Pastoral defende reeducandos em SP

Grupo de Monitoramento apresenta relatório com denúncias de maus tratos

A partir de denúncias anônimas, Grupo de Monitoramento apura violação de direitos na Fundação Casa

Texto e fotos: Karla Maria

“Senhor, o diretor tinha bafo de pinga”. A denúncia é de um adolescente em conflito com a lei, internado em uma das 101 casas de internação da Fundação Casa, antiga Febem. O SÃO PAULO teve acesso ao relato junto à Pastoral do Menor da Arquidiocese de São Paulo, que junto à Ação dos Cristãos para a Abolição da Tortura (ACAT) e outras entidades, compõe o Grupo de Monitoramento em defesa de crianças e adolescentes atendidas pela fundação.

Em 2011, o grupo visitou 12 casas da fundação, e apenas em uma avaliou condições dignas de atendimento ao adolescente, a Casa São Paulo da Vila  Maria.  “Isso prova que é possível fazer um trabalho digno, mas estamos
cansados de ver a estrutura em péssima qualidade, fios desencapados, trincas, umidade, vazamentos, esgoto entupido, o menino tomando banho frio.

Esse ambiente é propício à que? A rebeliões”, disse Sueli Camargo, advogada e coordenadora da Pastoral do Menor da Arquidiocese de São Paulo. Com a  visita, além de avaliar as estruturas físicas, o objetivo é verificar todo o atendimento prestado aos adolescentes, e as entidades verificam se a  dignidade humana do adolescente está sendo respeitada. “Chegamos a uma
das unidades da zona leste, em setembro de 2011, para verificar os motivos de rebelião e lá, os adolescentes relataram acontecimentos. Quando houve  desentendimento entre funcionários e adolescentes, 24 ficaram na tranca.

Foram submetidos a spray de pimenta e banho frio, cinco adolescentes ficaram gravemente feridos e um deles ainda estava com braço enfaixado. Não jantaram, ficaram 23 horas em uma pedra fria – a cama”, disse José Nildo Alves Cardoso, advogado da ACAT e membro da Pastoral da Juventude.

Fotos apresentam espancamentos

Os depoimentos são colhidos e anexados aos relatórios, protocolados junto à direção da unidade e aos órgãos competentes: Ministério Público, Departamento de Execução da Infância e Juventude, para que providências sejam tomadas. Dois diretores já foram afastados. “Voltamos também para
evitar a represália de funcionários”, lembrou Sueli, que como advogada ouve  os adolescentes em sigilo. Sueli, avalia que houve melhorias, mas ainda há  muito ranço de presídio. “Recebi telefonema anônimo de uma das unidades que tinha um menino em cárcere privado, com apenas uma garrafa de água e vasilha para urinar, já há meses, a comida era entregue por um quadradinho,
e que alguém precisava fazer alguma coisa. Fui até lá, disse ‘sou da Pastoral do Menor da Arquidiocese de São Paulo, recebi uma denúncia e quero averiguar’”.

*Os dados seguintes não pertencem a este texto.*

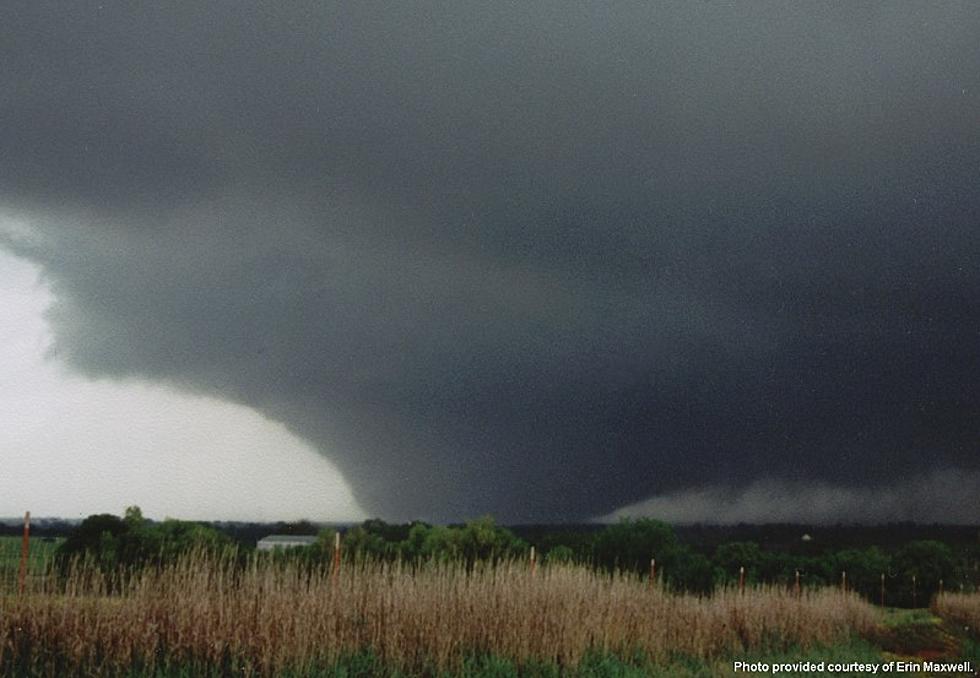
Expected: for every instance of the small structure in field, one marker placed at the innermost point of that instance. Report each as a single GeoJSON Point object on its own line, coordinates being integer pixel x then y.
{"type": "Point", "coordinates": [284, 541]}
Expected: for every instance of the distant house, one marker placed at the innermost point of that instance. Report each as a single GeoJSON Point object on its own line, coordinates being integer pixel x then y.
{"type": "Point", "coordinates": [283, 541]}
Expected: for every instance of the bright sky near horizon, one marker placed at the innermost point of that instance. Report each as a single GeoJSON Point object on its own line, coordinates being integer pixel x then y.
{"type": "Point", "coordinates": [72, 447]}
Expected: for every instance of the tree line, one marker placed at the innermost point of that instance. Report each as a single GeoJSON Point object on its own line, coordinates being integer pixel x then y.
{"type": "Point", "coordinates": [909, 573]}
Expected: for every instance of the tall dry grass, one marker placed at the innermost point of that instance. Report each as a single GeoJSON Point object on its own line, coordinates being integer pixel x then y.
{"type": "Point", "coordinates": [267, 617]}
{"type": "Point", "coordinates": [960, 608]}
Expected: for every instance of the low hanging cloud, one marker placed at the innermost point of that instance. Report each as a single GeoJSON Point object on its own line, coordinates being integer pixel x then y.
{"type": "Point", "coordinates": [943, 496]}
{"type": "Point", "coordinates": [542, 262]}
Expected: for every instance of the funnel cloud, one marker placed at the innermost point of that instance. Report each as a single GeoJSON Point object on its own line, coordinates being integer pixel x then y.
{"type": "Point", "coordinates": [540, 260]}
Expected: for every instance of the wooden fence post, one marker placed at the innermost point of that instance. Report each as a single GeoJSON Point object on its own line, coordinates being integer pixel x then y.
{"type": "Point", "coordinates": [25, 548]}
{"type": "Point", "coordinates": [336, 557]}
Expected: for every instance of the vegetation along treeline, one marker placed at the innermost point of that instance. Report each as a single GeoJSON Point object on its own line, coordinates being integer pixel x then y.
{"type": "Point", "coordinates": [913, 571]}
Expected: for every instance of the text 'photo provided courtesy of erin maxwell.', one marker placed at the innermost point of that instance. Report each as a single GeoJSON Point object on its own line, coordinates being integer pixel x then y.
{"type": "Point", "coordinates": [844, 668]}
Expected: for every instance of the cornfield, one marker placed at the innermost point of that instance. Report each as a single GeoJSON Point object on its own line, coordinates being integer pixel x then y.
{"type": "Point", "coordinates": [269, 617]}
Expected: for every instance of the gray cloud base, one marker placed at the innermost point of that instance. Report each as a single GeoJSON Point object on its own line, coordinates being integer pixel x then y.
{"type": "Point", "coordinates": [539, 260]}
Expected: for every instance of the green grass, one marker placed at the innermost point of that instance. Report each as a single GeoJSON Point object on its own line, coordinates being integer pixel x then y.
{"type": "Point", "coordinates": [41, 553]}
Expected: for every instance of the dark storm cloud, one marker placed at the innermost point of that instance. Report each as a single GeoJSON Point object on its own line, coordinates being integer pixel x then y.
{"type": "Point", "coordinates": [539, 260]}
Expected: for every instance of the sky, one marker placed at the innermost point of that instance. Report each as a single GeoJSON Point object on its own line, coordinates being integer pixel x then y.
{"type": "Point", "coordinates": [548, 261]}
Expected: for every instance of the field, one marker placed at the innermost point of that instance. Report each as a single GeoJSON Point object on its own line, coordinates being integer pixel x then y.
{"type": "Point", "coordinates": [41, 552]}
{"type": "Point", "coordinates": [208, 616]}
{"type": "Point", "coordinates": [244, 614]}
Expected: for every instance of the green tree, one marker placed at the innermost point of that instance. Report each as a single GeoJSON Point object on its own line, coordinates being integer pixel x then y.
{"type": "Point", "coordinates": [630, 544]}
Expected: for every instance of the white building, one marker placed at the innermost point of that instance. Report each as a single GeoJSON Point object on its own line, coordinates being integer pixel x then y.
{"type": "Point", "coordinates": [283, 541]}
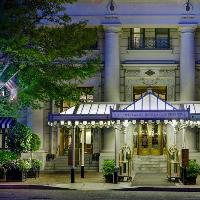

O que Sueli conta, remonta aos tempos da ditadura militar. “No primeiro momento, o menino (13 anos) não falou, negou tudo, mas depois ele me contou, com medo, a situação. Ele saiu algemado, de cabeça baixa e me  mostrou com o olhar, onde era o quartinho dele”. Sueli pediu para o agente abrir e constatou ali o descumprimento de direitos humanos. O diretor dessa unidade, localizada no município de Franco da Rocha foi afastado e responde um processo criminal.

Fotos acompanham os relatórios, e nelas, a marca da violência, dos  espancamentos. “É inadmissível você ver um discurso que hoje há um novo
tratamento, não há, basta ver e ouvir as denúncias”, disse Sueli. “Estamos  denunciando, defendendo a vida daqueles meninos e meninas, mas é preciso o anúncio do Evangelho. Não há missas ou visitas, ninguém reza, ou celebra nas
unidades. Vemos igrejas neopentecostais, que mexem com o lado emocional dos meninos. Já os vi, com marcas de espancamento dizendo ‘o senhor quis assim’, já pensou?”.